Er bedeutet, dass allein schon die Tatsache, dass Du Dir die Frage »existiere ich eigentlich« überhaupt stellen kannst, beweist, dass die Antwort nur »ja« lauten kann.

Und das ist unmittelbar einleuchtend.

Steiners Antithese ist das nicht. Womöglich - das weiß ich erst, wenn ich mich mal mit dem Text befasse - beruht sie auch noch auf einer Fehlinterpretation.

Fühlen ist natürlich ein ebenso unmittelbare subjektives Element, wobei ich mit »subjektiv« nicht meine, es sei weniger gewiss, sondern im Gegenteil das einzig wirklich Gewisse.

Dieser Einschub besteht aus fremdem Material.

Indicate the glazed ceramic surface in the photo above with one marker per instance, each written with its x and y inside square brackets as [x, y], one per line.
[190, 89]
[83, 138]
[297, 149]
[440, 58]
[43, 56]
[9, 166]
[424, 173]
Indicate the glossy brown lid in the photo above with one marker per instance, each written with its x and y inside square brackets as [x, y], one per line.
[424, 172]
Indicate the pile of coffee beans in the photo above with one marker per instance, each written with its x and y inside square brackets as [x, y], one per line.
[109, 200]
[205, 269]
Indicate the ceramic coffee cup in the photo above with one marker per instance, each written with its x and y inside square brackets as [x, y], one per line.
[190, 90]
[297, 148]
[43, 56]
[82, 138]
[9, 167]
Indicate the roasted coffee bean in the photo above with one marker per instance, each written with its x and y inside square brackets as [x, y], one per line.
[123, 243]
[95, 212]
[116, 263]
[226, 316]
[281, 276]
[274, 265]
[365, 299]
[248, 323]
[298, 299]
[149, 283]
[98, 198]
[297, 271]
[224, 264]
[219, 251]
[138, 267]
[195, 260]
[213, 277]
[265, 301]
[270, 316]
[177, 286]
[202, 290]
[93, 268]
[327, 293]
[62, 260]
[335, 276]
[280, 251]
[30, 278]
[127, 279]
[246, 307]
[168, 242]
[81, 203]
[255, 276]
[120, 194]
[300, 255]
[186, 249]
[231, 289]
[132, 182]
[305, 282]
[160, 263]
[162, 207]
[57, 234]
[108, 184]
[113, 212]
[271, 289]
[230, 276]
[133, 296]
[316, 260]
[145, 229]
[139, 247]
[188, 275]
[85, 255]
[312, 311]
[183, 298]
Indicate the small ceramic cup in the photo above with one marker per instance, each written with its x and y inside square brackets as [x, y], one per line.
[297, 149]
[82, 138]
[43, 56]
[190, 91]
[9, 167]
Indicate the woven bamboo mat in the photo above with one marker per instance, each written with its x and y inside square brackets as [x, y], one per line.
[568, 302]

Wenn Du weißt, dass Du fühlst, weißt Du auch, dass Du notwendigerweise bist. Weniger gewiss ist der »objektive« Reiz, von dem Du den Eindruck hast, es habe das Gefühl ausgelöst, schließlich träumen wir auch und haben dabei starke Gefühle und sehen und hören Dinge, die sie auslösen. Real sind sie dennoch nicht.

SedOwl  10.11.2016, 20:41

Hi, SlowPhil, durch solche Beiträge ist GF auf dem Weg, selbst mir "altem Grantler" zu gefallen. Danke.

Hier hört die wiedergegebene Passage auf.